Those in the lowest income groups have been hit the hardest, with the share of skilled manual workers on courses falling by a fifth to 33% in one year.
This reverses the participation gains of the last 12 years, the figures show.
Young adults have also been hit hard, with a 16% fall in the number of 25 to 34-year-olds on courses in 2007-08.
Any small rises in the share of unskilled, unemployed and retired people on adult learning courses since Labour came to power have also been reversed.
Just 26% of social groups D and E are on such courses - the same figure as in 1996.
Since then, the National Institute of Adult and Continuing Education has been counting the proportion of adults participating in learning through an annual survey.
Its director, Professor Alan Tuckett, said this year's survey findings posed sharp challenges for a government trying to improve the nation's skills.
The government is committed to a major programme of increasing the skills of working adults and youngsters, so that Britain can compete with the fast growing economies of China and elsewhere.
It has re-focused much of its funding away from short courses, in areas like foreign languages, towards improving basic skills such as literacy and numeracy.
And it has mounted several high-profile TV advertising campaigns to try to boost retraining. The government plans to spend £20m on advertising adult education before 2012.
'Complex picture'
Professor Tuckett said: "The very groups identified as key to the achievement of the skills strategy and in the Leitch Review are bearing the heaviest burden of the re-balancing of funding.
"The findings suggest that the price of investment in key groups of adults in workplace learning is being paid for by reduced participation by other adults from exactly the same groups.
"This is either because other workplace learning opportunities have declined, or because those adults can no longer access public provision they previously chose for themselves."
He added that there was a great deal of demoralisation among providers of adult education as more and more classes were closing.
The Department for Universities, Innovation and Skills (Dius) said the figures hid a more complex picture.
Skills minister David Lammy said the government was committed to ensuring those in the greatest need could access the skills training they needed to help them get a job or advance at work.
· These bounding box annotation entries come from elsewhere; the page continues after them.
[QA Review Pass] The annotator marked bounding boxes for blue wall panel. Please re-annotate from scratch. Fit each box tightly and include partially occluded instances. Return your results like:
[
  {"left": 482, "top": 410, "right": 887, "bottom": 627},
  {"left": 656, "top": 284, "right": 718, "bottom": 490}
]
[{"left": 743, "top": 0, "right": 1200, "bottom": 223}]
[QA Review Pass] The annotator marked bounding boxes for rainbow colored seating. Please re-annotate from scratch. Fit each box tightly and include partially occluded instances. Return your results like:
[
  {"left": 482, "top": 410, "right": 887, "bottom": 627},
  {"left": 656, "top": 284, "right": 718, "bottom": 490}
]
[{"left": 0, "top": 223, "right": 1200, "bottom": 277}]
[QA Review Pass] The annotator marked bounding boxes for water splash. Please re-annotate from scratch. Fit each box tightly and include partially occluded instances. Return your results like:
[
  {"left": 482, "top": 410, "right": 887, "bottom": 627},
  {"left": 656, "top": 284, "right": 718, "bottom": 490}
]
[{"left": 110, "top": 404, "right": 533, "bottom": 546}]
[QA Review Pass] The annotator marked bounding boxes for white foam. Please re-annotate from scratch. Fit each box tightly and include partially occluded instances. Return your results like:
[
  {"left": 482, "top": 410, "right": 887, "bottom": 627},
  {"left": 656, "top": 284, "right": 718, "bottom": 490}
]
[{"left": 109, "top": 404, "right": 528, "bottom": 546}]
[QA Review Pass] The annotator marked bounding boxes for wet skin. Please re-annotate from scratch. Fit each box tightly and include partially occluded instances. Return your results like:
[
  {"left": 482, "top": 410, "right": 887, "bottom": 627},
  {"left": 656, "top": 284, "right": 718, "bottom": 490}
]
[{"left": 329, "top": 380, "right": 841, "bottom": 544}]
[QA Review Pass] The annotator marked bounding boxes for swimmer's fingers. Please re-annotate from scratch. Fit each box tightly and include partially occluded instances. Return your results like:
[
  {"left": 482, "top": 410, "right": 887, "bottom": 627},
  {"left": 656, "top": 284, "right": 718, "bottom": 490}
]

He said the government had invested £3bn in the last seven years and had helped more than 1.75 million adults improve their literacy and numeracy skills - though these government statistics count "adults" as being those over 16.
Mr Lammy added that funding for English as a Second Language courses had trebled since 2001, and that the budget for work-based learning was being raised to £1bn a year.
"To improve value for money we have stopped funding many short courses and are focusing this money towards, higher quality courses that directly improve people's employability," he added.
It is from these courses that many of the learners had been lost, Dius said.